Der Standortfrage sei man in der Debatte keineswegs aus dem Weg gegangen, betont sie. Dabei habe sich herausgestellt, dass die AGB mit ihren 8.000 Quadratmeter Nutzfläche sich nicht für einen Erweiterungsbau eigne. „Denn von den benötigten Volumen und Dimensionen würde die schlanke AGB regelrecht erdrückt werden, wenn man baut.“ Das Denkmal wäre erledigt. Klar, dass nur die Konzentration aller Funktionen, in einem großen Haus und mit guter öffentlicher Anbindung eine Lösung bietet – eben Tempelhof. „Ein idealer Standort“, findet sie.

Zankapfel Standort

Es gibt in Berlin nicht wenige, die das anders sehen. Der vorgesehene Bauplatz am südlichen Rand des Flughafengeländes sei der falsche, zumal die Zukunft des 350 Hektar großen Areals noch offen ist. Eine Bibliothek an dieser peripheren Stelle wäre zu abgelegen, eine Zentralbibliothek gehöre in die Stadt, sagen sie.

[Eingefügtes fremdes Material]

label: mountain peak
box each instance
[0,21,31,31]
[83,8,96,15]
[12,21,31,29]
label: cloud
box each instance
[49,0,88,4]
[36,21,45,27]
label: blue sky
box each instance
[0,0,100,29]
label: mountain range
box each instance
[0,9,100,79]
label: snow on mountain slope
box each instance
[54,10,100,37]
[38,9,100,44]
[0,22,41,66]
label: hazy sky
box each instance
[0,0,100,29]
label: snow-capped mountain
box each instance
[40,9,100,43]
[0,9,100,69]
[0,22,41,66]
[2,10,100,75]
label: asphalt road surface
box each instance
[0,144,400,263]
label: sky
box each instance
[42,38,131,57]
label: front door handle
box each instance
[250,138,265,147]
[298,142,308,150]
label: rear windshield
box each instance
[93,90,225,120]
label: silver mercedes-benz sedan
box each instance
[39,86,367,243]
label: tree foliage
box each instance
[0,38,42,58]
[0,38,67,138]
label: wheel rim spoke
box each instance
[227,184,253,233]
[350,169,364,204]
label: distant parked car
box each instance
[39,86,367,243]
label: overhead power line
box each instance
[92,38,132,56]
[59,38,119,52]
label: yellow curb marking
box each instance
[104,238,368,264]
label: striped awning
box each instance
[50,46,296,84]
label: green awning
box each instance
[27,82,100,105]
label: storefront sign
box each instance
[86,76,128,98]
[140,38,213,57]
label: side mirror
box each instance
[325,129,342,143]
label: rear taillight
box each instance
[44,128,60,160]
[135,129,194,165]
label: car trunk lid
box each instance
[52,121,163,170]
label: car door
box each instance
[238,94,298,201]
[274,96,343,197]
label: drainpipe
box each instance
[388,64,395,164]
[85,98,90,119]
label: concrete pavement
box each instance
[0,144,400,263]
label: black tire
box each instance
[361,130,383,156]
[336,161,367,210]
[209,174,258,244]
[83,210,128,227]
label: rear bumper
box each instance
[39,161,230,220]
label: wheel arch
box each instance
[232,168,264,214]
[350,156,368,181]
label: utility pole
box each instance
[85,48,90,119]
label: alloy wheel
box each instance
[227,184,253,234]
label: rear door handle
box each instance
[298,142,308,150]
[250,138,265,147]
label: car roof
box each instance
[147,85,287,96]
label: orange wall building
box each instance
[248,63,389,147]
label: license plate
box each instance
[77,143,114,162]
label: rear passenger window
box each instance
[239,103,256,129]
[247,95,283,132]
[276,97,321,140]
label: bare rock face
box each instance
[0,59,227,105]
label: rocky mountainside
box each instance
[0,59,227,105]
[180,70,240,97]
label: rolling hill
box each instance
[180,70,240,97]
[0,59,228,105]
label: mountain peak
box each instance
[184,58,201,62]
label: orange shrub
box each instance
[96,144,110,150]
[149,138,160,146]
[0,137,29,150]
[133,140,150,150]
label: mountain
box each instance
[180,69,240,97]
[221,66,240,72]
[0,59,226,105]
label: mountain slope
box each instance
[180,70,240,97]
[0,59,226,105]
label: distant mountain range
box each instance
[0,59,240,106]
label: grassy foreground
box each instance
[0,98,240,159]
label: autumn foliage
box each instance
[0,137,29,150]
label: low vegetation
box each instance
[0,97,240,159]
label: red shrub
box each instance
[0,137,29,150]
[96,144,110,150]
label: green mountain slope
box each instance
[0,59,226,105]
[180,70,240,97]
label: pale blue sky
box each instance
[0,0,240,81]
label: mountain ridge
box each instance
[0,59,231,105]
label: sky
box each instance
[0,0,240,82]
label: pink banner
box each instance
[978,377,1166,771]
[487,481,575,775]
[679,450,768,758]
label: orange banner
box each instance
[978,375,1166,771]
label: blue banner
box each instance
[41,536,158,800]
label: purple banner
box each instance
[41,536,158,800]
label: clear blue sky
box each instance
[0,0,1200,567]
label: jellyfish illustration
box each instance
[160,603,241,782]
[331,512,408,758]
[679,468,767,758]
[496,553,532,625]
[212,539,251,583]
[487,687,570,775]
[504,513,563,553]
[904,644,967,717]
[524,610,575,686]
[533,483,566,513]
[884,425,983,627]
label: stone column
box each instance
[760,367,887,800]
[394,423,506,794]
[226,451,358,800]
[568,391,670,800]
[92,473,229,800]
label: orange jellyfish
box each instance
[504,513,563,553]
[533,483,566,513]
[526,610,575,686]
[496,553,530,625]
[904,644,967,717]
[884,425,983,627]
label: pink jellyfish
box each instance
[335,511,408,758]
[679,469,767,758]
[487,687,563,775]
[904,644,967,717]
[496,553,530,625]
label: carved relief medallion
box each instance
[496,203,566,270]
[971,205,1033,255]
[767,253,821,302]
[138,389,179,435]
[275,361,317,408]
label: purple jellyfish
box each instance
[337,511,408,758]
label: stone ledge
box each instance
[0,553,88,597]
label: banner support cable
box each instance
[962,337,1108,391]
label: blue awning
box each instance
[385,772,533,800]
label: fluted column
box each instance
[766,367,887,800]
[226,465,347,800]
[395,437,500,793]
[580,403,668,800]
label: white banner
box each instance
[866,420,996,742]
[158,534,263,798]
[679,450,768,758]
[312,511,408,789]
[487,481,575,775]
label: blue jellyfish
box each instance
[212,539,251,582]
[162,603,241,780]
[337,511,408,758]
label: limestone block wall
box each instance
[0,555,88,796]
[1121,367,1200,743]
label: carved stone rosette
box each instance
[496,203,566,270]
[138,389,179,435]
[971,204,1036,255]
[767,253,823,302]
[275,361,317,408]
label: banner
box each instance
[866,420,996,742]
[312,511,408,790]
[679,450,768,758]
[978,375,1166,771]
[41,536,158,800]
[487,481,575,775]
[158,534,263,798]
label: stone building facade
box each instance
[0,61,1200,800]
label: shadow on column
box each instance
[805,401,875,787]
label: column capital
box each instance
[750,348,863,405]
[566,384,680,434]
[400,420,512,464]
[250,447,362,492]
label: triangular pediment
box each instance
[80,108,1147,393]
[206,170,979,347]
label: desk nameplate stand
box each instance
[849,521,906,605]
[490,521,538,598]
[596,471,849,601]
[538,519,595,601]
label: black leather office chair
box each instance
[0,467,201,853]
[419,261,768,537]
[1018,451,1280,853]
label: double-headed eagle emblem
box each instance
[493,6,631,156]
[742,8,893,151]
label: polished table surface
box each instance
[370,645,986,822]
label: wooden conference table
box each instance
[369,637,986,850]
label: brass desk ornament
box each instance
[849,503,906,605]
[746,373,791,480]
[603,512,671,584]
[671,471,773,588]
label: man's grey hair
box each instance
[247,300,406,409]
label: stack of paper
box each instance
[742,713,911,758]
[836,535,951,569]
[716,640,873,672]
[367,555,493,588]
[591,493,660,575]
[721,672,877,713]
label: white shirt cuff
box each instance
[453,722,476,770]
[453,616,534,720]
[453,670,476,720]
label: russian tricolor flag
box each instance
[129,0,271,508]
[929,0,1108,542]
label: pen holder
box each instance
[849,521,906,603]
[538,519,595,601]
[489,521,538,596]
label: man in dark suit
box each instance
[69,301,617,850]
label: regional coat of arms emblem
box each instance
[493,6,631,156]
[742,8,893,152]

Im Oktober 2011 eröffnete der Bund Deutscher Architekten Berlin eine Ausstellung, die sich mit „40 pointierten Statements in den öffentlichen Diskurs“ um das Bibliotheksprojekt einbringen wollte. Dass unter den 40 Architekten auch solche waren, die visionäre Projekte auch auf dem Exflughafen landen ließen, ist evident. Überwiegend aber platzierten die Planer ihre Architektur-Ideen in den Zentren der Stadt – oder schlugen die Erweiterung der AGB vor. Es gibt am bestehenden Standort durchaus Raum für mehr, wie die Architektin Christine Edmaier vorführt. Am Hauptbahnhof, auf dem Gelände des Gleisdreiecks und an der Jannowitzbrücke, am Zoologischen Garten, an der östlichen Spree oder nahe dem Schlossplatz fanden die Architekten ebenfalls Flächen für eine Bibliothek. Auf eine Bibliothek am Rande Tempelhofs neben einem Gewerbegebiet mit Autobahnanschluss setzen sie nicht.

Die Standortdebatte wird in der Diskussion um die ZLB nicht der einzige Zankapfel bleiben. Zumal mit der aktuellen Eröffnung der neuen Stuttgarter Stadtbibliothek auf dem Niemandsland des Bahnareals die Frage nach der Urbanität einer solchen Institution erneut aufgeflammt ist.

Eine weitere Nuss hat die Direktorin zu knacken, gehört doch die ZLB mit einer kleinen edlen Bibliothek samt repräsentativen Räumen zu den drei möglichen Nutzern des Humboldtforums. Noch besteht das Gesamtpaket, auch Lux denkt nicht daran, ihre Räume im Schloss zu räumen. Aber andere – wie die Ethnologischen Museen – rütteln schon mächtig an dem umstrittenen Konzept. Ein Bau in Tempelhof könnte dies noch befördern. Er wäre sogar von Vorteil für das Humboldtforum. Man könnte die Frage der Nutzung des Schlosses wieder neu stellen.